The “experts” on both sides.
They just don’t like it when someone who hasn’t been “vetted” by them and might lack the proper “gravitas” to ascend to the Presidency, actually looks like he’s got a shot.
I’ve watched everybody from Bill O’Reilly to Britt Hume poo poo Cain’s improbable move to the top of the GOP list.
And as much respect as I have for both of them these are extraordinary political times which just may call for more than the same old same old.
“He doesn’t have a chance” is the refrain of the “experts”.
That actually may be true.
But, then, who could have forecast the improbable rise of a guy whose middle name was Hussein, whose “experience” was a few years as a state senator, who had never held a job or run anything to become President of the United States of America?
And I would observe that many of the same “experts” who deride a Cain nomination, were the same people who poo pood the Tea Party in 2010.
Herman Cain became a rock star in 1994 when he was the CEO of Godfather’s Pizza. Bill Clinton was stumping for his single payor health care plan and held a town hall meeting to explain why he thought the government should simply appropriate one sixth of the nation’s economy.
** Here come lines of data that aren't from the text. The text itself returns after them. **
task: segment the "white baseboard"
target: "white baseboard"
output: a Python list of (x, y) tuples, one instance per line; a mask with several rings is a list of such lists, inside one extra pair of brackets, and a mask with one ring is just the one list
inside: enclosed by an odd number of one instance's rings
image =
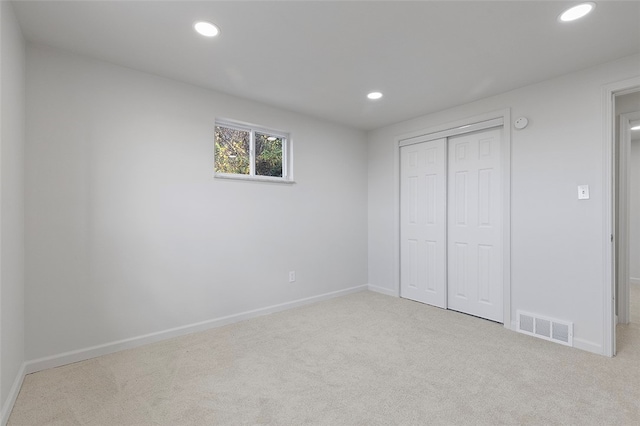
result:
[(89, 348), (78, 349), (75, 351), (69, 351), (62, 354), (58, 354), (58, 355), (39, 358), (39, 359), (27, 361), (25, 363), (25, 371), (26, 371), (26, 374), (30, 374), (30, 373), (35, 373), (36, 371), (46, 370), (48, 368), (60, 367), (62, 365), (71, 364), (78, 361), (84, 361), (84, 360), (95, 358), (98, 356), (118, 352), (124, 349), (137, 348), (139, 346), (159, 342), (161, 340), (171, 339), (173, 337), (196, 333), (198, 331), (204, 331), (211, 328), (222, 327), (224, 325), (233, 324), (233, 323), (244, 321), (247, 319), (271, 314), (274, 312), (280, 312), (280, 311), (308, 305), (315, 302), (320, 302), (326, 299), (332, 299), (334, 297), (345, 296), (347, 294), (356, 293), (366, 289), (367, 289), (367, 285), (351, 287), (344, 290), (338, 290), (330, 293), (321, 294), (318, 296), (312, 296), (304, 299), (294, 300), (291, 302), (281, 303), (279, 305), (268, 306), (265, 308), (255, 309), (247, 312), (241, 312), (241, 313), (229, 315), (226, 317), (215, 318), (215, 319), (202, 321), (195, 324), (184, 325), (182, 327), (175, 327), (168, 330), (145, 334), (143, 336), (132, 337), (129, 339), (118, 340), (115, 342), (92, 346)]
[(26, 374), (25, 371), (26, 363), (23, 363), (22, 366), (20, 366), (20, 370), (18, 370), (18, 374), (13, 381), (13, 386), (11, 386), (9, 395), (7, 396), (7, 399), (4, 402), (4, 406), (2, 407), (2, 415), (0, 415), (0, 425), (2, 426), (5, 426), (9, 421), (11, 410), (13, 410), (13, 405), (16, 403), (16, 399), (18, 399), (18, 393), (20, 393), (20, 388), (22, 387), (22, 382), (24, 381), (24, 376)]
[(580, 339), (579, 337), (573, 338), (573, 347), (582, 349), (583, 351), (591, 352), (598, 355), (603, 355), (602, 345), (589, 340)]
[(398, 292), (395, 290), (389, 290), (388, 288), (378, 287), (376, 285), (371, 285), (371, 284), (367, 285), (367, 288), (370, 291), (374, 291), (376, 293), (386, 294), (387, 296), (398, 297)]
[(640, 286), (640, 278), (634, 278), (634, 277), (629, 278), (629, 284)]
[[(518, 332), (517, 320), (511, 321), (511, 330), (515, 331), (516, 333)], [(602, 355), (602, 345), (598, 345), (597, 343), (590, 342), (588, 340), (584, 340), (579, 337), (573, 338), (572, 347), (576, 349), (581, 349), (583, 351), (592, 352), (594, 354)]]

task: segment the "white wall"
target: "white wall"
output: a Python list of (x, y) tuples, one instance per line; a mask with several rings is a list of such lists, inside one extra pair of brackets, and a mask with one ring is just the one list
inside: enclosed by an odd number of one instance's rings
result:
[[(394, 291), (394, 137), (511, 108), (512, 317), (517, 309), (575, 323), (574, 344), (603, 344), (602, 86), (636, 76), (640, 56), (604, 64), (369, 134), (369, 283)], [(577, 185), (591, 199), (578, 201)]]
[(631, 142), (629, 173), (629, 275), (633, 284), (640, 285), (640, 139)]
[(10, 2), (0, 2), (0, 423), (24, 363), (25, 45)]
[[(214, 179), (216, 117), (290, 131), (297, 183)], [(27, 359), (365, 285), (365, 152), (358, 130), (29, 45)]]

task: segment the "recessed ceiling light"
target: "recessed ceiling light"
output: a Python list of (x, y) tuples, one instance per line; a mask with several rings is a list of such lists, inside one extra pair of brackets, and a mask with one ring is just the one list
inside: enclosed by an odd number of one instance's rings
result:
[(562, 15), (558, 19), (562, 22), (571, 22), (576, 19), (580, 19), (583, 16), (587, 15), (596, 7), (596, 4), (593, 2), (580, 3), (576, 6), (573, 6), (567, 10), (565, 10)]
[(373, 99), (373, 100), (380, 99), (381, 97), (382, 97), (382, 93), (380, 92), (371, 92), (367, 95), (367, 98)]
[(218, 27), (213, 25), (211, 22), (200, 21), (193, 24), (193, 29), (195, 29), (198, 34), (201, 34), (205, 37), (215, 37), (220, 34), (220, 30)]
[(631, 130), (640, 130), (640, 124), (638, 124), (637, 126), (633, 126)]

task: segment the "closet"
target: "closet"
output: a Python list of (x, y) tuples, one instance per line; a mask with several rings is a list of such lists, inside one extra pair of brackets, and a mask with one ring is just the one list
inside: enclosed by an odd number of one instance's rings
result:
[(503, 322), (503, 128), (493, 124), (401, 142), (400, 296)]

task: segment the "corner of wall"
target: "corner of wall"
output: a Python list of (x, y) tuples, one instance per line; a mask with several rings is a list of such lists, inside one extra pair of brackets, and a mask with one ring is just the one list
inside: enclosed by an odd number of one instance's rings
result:
[(392, 290), (392, 289), (388, 289), (388, 288), (384, 288), (384, 287), (379, 287), (377, 285), (367, 284), (367, 289), (369, 291), (373, 291), (375, 293), (384, 294), (386, 296), (398, 297), (398, 292), (397, 291)]
[(0, 425), (24, 379), (26, 45), (12, 2), (0, 1)]
[(13, 385), (11, 386), (11, 390), (9, 391), (9, 395), (7, 396), (7, 399), (2, 406), (2, 410), (0, 411), (0, 426), (5, 426), (9, 421), (9, 416), (11, 416), (13, 406), (18, 399), (18, 394), (20, 393), (22, 382), (24, 382), (26, 367), (27, 364), (22, 363), (22, 366), (20, 367), (20, 370), (18, 371), (15, 380), (13, 381)]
Cain, at a local TV studio in Omaha, stood up and told Clinton by satellite that he had run the numbers of the Clinton plan against his business and that the number of his 10,000 employees whose jobs he would have to eliminate was “a lot greater than I ever anticipated”. His question of Clinton was “if I’m forced to do this, what will I tell those employees whose jobs I am forced to eliminate?”
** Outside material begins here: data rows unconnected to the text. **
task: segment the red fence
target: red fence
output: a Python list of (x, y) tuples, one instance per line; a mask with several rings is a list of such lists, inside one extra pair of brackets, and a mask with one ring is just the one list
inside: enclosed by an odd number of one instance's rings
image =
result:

Clinton, the policy wonk that he is, tried to argue that Cain could just raise the price of pizza a few bucks. “I’m a satisfied customer.” cracked the junk food loving 42nd President.
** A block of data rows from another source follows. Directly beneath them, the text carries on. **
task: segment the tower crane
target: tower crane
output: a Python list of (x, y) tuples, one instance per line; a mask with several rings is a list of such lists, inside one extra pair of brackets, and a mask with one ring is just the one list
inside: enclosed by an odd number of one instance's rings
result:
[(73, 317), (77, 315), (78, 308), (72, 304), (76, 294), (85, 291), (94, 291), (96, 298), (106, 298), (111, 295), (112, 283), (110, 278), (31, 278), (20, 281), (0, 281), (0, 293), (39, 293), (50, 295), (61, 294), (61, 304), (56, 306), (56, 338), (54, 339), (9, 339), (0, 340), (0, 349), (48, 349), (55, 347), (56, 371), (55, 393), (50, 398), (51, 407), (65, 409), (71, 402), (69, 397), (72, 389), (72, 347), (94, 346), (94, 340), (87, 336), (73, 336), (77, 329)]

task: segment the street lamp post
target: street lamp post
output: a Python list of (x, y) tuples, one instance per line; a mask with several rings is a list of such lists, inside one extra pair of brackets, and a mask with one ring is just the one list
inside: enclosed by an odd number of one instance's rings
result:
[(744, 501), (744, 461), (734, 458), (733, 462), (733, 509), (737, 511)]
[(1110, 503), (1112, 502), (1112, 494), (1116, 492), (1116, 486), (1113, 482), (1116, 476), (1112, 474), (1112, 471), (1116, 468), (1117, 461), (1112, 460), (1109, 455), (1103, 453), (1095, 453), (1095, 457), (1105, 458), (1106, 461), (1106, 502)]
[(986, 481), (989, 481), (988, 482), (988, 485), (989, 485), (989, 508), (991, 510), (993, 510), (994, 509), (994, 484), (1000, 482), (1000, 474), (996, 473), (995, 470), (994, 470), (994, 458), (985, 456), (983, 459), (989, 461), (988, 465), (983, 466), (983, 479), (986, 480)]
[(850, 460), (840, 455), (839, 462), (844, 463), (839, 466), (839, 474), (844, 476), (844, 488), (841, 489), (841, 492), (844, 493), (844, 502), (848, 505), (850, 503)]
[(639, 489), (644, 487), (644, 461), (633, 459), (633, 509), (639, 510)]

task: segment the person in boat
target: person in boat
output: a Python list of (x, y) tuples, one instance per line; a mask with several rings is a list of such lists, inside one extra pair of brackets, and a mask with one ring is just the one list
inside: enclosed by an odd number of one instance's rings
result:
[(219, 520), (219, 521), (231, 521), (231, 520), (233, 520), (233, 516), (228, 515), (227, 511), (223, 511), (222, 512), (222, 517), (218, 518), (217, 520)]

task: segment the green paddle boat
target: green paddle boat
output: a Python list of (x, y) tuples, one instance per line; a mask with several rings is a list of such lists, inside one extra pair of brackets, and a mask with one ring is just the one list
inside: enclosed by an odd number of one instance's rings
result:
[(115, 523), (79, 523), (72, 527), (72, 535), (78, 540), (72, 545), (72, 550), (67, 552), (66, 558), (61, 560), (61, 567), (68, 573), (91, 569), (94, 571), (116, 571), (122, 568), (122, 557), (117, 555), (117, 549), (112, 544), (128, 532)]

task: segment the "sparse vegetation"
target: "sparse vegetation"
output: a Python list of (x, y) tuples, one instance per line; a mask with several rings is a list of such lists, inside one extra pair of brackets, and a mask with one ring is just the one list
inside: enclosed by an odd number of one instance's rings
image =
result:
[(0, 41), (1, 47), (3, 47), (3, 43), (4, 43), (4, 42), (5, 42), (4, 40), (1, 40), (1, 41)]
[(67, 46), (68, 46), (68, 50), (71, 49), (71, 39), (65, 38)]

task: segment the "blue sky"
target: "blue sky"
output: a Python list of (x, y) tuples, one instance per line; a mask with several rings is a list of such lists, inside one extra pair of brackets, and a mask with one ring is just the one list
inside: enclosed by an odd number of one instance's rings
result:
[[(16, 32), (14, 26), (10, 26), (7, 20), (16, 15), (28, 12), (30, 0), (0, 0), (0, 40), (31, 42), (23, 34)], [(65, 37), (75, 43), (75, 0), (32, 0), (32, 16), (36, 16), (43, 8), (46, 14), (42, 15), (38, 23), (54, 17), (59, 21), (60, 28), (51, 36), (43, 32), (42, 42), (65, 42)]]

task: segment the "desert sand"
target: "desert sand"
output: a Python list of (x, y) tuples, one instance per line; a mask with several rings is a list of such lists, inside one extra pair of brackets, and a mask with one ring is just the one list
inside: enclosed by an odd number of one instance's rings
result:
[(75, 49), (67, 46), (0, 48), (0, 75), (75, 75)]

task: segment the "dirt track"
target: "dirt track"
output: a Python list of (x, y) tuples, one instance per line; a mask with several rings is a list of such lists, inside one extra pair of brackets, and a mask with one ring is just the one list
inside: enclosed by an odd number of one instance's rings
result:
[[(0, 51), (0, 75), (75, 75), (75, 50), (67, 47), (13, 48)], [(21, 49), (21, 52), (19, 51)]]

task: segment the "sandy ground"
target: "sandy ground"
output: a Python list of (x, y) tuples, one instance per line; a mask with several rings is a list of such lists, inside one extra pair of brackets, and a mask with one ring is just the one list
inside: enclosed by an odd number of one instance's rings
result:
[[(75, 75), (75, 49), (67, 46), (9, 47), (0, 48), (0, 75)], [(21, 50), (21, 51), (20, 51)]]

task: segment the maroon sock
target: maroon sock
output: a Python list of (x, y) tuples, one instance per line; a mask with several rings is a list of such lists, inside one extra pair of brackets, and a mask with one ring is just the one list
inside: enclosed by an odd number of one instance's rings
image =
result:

At which point, Cain conducted a school on business and economics in the free marketplace. He was so effective that it lasted 8 minutes after which Clinton asked Cain if it would be possible to have his numbers sent to the White House.
That was when Herman Cain came to the attention of the American public.
That was two years before Barack Hussein Obama ran for an Illinois State Senate seat, during his “community organizer” years while he was hanging with Bill Ayres and Bernardine Dohrn.
Cain had already turned around Burger King’s problematic Philadelphia stores for Pillsbury and had been sent to Omaha to save Godfather’s Pizza which was hemorrhaging cash.
Cain then led a buy out of the chain from Pillsbury.
Cain is an example of someone who has both held a job AND run something.
I’m not running down the other GOP candidates. Just the experts who keep saying that Cain can’t win.
If, in fact, they are right, than the Republican party should look closely at its leadership and ask why.
Cain’s 9-9-9 plan is problematic. Michelle Bachmann is correct in suggesting that once you allow such a plan than it becomes easy for a subsequent Congress to make it a 12-12-12 plan. Or a 20-20-20 plan. The solution is to do it with a constitutional amendment which would forbid that.
My perfect ticket at the moment would be Cain and Newt Gingrich. Gingrich would be the Dick Cheney to Cain’s George Bush. A hugely experienced guy with terrific ideas next door to (and one heartbeat from) the oval office.
The bottom line is that I don’t know if the “experts” are right.
But, if they are, than the Republican Party should be ashamed of itself.